Bucheki connects to the village of Shah Purah in the north via the Sayyedwala road. The Nala Daik river passes through the middle of the town. The city has expanded its size to 14 km^{2} by absorbing 16 nearby villages into its area. It has a total population of 276,391 people according to the 2019 census.

As a rich aroma rice growing area, the city is known for its more than 70 rice mills and its markets exporting rice to international destinations.

==City sectors==

Bucheki's main bazaar has merchants selling goods ranging from books to jewellery. The grain and nut market is open during the harvest seasons for wheat (May – June) and rice (September – November). During this time, large crowds come and trucks loaded with exported and imported crops enter the city. The city has a significantly larger shopping complex than neighbouring towns, thus attracting people from surrounding communities to fill their shopping needs.

In Bucheki there are two dominant Tribes, Manj Rajputs and Manais Jutts. Manj Rajputs mostly known as Majors are migrants who migrated from India in 1947 and settled in Bucheki. Both of the tribes are largest landowning families in the Bucheki.
The Majors are a politically active and influential tribe. The Manj are so called Majors because their family have many Army Officers and so known as a Military family.

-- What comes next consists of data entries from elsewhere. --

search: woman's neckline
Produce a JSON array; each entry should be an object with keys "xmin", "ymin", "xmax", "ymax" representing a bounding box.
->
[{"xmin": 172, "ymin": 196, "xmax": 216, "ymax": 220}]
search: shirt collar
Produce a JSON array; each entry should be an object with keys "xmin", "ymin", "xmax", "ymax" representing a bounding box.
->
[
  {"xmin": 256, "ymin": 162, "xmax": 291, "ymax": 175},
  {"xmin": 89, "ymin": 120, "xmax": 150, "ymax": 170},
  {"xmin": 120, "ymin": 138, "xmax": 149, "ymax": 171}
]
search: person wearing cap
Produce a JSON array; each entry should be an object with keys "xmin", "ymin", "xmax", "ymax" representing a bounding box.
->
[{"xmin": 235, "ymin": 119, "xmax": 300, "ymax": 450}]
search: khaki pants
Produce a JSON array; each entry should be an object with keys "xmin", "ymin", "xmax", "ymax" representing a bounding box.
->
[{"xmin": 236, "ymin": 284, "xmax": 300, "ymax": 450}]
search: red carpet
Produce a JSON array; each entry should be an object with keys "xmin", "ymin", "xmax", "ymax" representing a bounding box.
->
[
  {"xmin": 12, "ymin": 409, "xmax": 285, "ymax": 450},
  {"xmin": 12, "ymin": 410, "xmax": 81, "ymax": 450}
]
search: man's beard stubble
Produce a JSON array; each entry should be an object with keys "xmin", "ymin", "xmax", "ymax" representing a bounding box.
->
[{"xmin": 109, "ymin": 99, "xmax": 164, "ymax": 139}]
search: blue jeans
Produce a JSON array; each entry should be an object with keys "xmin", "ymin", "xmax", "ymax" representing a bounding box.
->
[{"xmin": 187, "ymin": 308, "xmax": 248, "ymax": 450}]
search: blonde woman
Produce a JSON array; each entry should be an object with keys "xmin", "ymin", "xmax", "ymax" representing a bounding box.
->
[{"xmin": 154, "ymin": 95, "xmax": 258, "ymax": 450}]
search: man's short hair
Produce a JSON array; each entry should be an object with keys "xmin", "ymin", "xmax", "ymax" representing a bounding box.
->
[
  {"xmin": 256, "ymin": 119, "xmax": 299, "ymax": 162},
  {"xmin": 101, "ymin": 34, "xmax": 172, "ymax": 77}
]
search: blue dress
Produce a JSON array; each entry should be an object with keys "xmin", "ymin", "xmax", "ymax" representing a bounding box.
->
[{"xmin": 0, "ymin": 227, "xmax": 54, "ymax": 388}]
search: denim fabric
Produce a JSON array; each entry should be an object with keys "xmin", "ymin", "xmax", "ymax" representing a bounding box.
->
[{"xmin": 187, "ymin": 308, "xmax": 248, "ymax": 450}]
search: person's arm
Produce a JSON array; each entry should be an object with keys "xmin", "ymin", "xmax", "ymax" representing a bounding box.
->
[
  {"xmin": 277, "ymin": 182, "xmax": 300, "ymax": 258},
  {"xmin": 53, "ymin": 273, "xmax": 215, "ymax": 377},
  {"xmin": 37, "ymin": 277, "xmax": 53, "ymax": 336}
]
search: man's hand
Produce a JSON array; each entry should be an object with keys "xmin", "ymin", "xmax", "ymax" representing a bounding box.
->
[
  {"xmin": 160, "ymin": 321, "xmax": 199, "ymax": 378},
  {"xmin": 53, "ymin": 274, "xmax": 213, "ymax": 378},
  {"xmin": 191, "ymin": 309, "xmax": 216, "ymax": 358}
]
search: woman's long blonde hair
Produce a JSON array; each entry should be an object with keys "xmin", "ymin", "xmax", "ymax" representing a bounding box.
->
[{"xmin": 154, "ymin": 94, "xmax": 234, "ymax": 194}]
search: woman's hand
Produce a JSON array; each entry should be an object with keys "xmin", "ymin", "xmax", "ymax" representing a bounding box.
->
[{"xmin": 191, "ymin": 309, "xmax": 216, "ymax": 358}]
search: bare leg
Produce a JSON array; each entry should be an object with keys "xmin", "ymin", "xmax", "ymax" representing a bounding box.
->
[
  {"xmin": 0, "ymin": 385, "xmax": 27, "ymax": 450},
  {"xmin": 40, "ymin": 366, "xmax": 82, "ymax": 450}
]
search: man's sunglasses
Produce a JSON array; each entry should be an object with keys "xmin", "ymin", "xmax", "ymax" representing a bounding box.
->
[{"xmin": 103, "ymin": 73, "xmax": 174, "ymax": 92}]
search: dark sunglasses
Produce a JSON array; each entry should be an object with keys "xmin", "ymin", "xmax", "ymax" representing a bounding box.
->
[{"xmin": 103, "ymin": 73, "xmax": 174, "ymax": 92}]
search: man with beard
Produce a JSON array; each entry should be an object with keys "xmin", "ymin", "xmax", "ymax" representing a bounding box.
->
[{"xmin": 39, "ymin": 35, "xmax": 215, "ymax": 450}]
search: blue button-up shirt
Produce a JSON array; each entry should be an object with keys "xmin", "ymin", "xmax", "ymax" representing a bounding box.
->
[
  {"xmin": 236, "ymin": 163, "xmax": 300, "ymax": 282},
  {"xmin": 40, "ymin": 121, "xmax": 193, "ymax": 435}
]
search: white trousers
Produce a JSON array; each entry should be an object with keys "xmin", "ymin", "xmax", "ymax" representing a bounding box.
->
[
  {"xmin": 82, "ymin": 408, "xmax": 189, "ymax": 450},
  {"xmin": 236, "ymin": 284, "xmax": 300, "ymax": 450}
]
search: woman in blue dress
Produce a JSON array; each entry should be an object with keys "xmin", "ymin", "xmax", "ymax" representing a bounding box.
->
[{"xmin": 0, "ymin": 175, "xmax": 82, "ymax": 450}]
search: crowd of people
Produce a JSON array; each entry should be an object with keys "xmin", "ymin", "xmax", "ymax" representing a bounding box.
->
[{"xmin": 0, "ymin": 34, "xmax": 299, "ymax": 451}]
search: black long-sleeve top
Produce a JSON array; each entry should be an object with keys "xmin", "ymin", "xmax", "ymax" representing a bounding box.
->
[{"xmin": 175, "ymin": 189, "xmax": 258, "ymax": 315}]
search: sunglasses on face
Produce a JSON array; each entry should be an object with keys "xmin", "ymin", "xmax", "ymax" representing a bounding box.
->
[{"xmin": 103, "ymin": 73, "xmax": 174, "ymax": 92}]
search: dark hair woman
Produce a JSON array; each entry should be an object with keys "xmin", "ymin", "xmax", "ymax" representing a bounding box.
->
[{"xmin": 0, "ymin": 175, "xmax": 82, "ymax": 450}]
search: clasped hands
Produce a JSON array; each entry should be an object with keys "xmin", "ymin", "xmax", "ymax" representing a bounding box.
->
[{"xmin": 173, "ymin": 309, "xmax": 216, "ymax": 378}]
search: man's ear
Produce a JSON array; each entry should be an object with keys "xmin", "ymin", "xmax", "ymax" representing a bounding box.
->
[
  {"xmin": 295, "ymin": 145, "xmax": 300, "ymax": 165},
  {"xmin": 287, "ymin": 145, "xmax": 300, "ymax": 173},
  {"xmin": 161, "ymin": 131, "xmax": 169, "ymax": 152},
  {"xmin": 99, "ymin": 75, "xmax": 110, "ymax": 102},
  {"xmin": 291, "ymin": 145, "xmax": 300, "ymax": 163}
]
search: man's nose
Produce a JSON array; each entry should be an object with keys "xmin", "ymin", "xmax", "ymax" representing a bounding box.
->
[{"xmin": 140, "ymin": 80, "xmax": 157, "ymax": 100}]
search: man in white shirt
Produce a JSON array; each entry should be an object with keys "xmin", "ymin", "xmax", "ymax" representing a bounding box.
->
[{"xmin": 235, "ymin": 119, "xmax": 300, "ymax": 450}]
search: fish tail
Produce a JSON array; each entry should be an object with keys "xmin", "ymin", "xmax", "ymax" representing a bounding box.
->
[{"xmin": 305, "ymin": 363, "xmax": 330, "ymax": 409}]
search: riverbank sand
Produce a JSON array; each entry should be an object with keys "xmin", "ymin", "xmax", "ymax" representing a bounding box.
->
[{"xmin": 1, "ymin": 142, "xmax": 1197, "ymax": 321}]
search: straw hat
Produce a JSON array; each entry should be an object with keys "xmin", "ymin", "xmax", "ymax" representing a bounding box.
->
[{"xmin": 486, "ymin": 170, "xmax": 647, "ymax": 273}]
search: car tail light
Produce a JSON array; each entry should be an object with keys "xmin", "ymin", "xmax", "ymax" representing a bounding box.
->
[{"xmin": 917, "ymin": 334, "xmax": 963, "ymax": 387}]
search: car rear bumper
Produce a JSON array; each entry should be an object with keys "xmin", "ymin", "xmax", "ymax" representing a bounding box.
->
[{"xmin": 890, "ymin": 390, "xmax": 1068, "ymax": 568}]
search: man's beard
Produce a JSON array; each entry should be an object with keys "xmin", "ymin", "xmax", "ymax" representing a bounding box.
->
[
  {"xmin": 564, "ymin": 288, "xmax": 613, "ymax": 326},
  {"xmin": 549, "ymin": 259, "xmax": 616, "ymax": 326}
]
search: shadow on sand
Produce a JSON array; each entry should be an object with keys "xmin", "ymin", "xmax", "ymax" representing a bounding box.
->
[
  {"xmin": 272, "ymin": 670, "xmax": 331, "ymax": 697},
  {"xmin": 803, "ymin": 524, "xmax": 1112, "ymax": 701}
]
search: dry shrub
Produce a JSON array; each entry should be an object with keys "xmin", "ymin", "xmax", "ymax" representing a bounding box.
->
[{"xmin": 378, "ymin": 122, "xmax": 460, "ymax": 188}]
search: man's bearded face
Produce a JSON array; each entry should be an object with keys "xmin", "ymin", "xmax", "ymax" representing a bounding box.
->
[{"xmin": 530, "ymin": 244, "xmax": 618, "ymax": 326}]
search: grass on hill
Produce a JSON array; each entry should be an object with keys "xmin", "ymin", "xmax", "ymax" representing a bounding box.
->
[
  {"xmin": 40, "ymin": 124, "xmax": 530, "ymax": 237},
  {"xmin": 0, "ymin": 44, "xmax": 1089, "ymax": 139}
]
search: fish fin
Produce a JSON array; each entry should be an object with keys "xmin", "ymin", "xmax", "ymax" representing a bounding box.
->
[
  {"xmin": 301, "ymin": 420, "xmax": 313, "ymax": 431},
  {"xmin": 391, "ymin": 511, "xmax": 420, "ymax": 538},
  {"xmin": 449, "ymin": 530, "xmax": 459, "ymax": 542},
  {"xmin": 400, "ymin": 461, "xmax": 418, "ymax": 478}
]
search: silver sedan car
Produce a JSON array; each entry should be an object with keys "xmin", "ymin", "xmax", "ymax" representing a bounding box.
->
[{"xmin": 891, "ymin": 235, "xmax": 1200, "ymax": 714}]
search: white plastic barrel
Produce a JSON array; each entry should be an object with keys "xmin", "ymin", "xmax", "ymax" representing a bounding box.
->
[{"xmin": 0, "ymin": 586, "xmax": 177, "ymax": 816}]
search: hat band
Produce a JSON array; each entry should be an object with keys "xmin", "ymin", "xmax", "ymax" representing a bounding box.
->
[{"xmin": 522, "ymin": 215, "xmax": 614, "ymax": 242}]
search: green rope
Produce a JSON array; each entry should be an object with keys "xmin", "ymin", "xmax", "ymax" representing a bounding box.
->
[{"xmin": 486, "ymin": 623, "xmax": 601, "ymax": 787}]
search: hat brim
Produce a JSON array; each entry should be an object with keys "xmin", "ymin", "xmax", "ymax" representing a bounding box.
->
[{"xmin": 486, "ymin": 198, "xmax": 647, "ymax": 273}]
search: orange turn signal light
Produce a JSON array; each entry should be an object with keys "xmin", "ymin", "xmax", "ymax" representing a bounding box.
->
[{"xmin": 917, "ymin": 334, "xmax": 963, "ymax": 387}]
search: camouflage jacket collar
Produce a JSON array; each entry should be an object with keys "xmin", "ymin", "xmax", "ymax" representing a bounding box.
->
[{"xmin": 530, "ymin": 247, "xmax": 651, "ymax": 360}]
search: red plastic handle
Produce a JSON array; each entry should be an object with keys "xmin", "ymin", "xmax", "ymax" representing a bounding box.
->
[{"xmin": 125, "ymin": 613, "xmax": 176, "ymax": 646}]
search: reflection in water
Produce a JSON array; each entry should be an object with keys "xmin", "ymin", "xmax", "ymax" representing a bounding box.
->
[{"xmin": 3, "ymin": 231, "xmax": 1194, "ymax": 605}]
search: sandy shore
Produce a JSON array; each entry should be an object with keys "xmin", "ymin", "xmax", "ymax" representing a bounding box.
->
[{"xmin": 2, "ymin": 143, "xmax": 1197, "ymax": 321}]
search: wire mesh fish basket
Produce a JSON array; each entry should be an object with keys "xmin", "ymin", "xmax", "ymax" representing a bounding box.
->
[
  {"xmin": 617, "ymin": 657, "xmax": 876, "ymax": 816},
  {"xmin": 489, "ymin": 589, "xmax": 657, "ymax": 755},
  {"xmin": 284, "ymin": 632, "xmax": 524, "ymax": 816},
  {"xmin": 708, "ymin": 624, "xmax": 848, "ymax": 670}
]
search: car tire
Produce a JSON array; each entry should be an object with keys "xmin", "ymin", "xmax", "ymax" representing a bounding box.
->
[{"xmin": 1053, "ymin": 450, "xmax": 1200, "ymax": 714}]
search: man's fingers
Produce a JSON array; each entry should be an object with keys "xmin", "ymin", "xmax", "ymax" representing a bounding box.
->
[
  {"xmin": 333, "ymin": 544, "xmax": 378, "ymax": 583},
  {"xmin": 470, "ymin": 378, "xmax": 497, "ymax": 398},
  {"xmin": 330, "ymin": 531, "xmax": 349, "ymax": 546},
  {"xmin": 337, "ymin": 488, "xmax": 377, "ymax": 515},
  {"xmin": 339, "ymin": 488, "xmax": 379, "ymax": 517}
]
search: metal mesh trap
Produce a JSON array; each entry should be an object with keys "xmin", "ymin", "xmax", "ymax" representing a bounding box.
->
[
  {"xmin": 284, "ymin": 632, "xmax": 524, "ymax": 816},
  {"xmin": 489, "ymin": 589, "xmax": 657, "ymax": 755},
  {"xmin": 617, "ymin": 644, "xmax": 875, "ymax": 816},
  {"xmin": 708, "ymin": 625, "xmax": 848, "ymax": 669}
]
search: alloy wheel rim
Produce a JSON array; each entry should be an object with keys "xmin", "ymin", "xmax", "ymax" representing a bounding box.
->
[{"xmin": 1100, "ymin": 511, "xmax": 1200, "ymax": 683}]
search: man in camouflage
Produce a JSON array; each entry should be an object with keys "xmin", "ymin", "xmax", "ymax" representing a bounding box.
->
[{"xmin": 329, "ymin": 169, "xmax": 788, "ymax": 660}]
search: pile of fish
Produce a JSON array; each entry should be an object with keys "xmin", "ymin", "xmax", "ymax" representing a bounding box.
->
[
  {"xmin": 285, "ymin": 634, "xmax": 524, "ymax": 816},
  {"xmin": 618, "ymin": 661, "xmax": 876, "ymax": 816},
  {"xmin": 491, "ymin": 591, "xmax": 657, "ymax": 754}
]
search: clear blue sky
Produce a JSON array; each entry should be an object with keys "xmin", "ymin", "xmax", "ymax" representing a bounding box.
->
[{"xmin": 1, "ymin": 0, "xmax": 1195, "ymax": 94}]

The postal code for Bucheki is 39130. This post office operates from Qila Sheikhupura postal office. This postal office is located in the Punjab province in Pakistan, it is a general post office and has an attached branch office within it. The postal code of the attached branch postal office is 39131.

==Politics==

During the elections, Bucheki dominated the headquarters of the constituencies of both the national assemblies (NA 137) and the provincial assembly (PP 174). In the past, Bucheki has played a crucial part for the constituency by electing numerous leaders who have come and gone.
Manjs always lead the area and elected as MPA.